Jacob’s memories are in movies and music.

Now, I challenge everyone’s conclusion that my son’s behaviors are “because he is autistic.” The common autistic behavior of scripting, medically defined as echolalia, was a great example of a teachable moment for Team Jacob. Singing during nap time got Jacob kicked out of his preschool. The outside experts in early childhood became concerned that Jacob’s inability to stay quiet while peers napped was a consequence of his autism requiring a level of care the facility did not feel they could offer. I confess: I deferred to their outside expertise. Then, I listened to the songs and movies my son was scripting. They were all about Jacob’s thoughts and feelings! When he wasn’t singing songs like “Happy and You Know It,” he was changing the lyrics (of “Down By the Bay”) to “If you ever see a Jake, eating some cake.” A typical kid may have been babbling aloud about being happy at a recent birthday party. My son sings about it!

Spark Notes Summary

You know how they say you become a new person every 7 years because you  shed a layer of skin?
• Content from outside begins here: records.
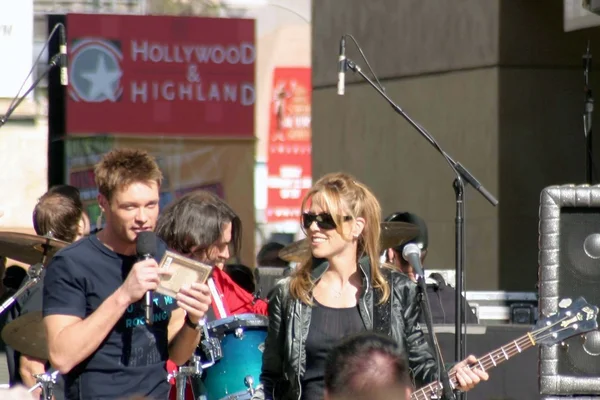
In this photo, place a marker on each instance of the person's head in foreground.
(365, 364)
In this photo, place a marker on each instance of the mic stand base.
(46, 382)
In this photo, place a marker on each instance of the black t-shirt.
(327, 327)
(132, 358)
(28, 301)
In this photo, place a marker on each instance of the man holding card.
(94, 293)
(201, 226)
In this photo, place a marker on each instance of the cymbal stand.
(34, 275)
(195, 367)
(46, 382)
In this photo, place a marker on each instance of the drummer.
(57, 213)
(202, 226)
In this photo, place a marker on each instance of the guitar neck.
(485, 363)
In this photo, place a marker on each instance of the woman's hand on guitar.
(467, 378)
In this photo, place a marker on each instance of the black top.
(327, 327)
(132, 358)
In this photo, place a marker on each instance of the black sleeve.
(64, 289)
(272, 365)
(420, 355)
(32, 301)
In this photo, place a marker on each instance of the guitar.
(576, 318)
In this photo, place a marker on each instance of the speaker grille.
(569, 258)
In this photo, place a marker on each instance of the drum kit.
(227, 363)
(233, 348)
(26, 334)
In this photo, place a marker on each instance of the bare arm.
(175, 323)
(184, 344)
(72, 339)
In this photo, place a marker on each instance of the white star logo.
(102, 81)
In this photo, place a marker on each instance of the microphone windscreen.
(146, 243)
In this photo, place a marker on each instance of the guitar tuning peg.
(564, 303)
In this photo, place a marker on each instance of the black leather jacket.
(284, 357)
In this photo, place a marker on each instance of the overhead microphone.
(62, 48)
(412, 254)
(146, 248)
(342, 66)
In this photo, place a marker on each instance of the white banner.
(577, 17)
(16, 45)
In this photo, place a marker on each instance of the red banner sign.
(289, 163)
(187, 76)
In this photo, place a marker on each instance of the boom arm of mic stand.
(55, 61)
(462, 176)
(457, 167)
(34, 277)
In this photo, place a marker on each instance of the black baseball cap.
(422, 239)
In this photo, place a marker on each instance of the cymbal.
(392, 234)
(26, 335)
(28, 248)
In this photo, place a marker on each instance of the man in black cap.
(441, 295)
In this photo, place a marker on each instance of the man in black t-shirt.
(96, 331)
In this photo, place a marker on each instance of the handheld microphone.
(62, 48)
(146, 248)
(412, 254)
(342, 66)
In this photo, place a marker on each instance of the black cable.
(365, 60)
(33, 67)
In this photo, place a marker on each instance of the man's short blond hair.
(120, 168)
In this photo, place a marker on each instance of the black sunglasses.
(323, 220)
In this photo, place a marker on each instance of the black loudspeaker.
(569, 266)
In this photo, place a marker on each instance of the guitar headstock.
(573, 318)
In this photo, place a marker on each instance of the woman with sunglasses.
(339, 291)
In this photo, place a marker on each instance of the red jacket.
(235, 299)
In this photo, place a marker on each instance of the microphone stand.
(587, 117)
(54, 61)
(34, 274)
(463, 176)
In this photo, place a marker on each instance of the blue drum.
(236, 373)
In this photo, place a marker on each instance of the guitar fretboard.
(487, 362)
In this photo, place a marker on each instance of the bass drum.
(236, 374)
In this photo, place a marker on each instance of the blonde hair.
(340, 194)
(121, 167)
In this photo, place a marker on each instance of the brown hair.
(197, 219)
(58, 216)
(341, 194)
(120, 168)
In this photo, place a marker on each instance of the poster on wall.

We look the same on the outside, but we have grown immeasurably on the inside. Jacob is only 6 years old (I’m an overachiever), but  I’m a new mom. I’m Jacob’s mom. Yes, Jacob is autistic. He is also a huge fan of Blaze and the Monster Machines, can identify each planet by picture, and enjoys a dance party with his mother every day after camp. If you want to know anything else about my autistic son, ask me. I’m the expert.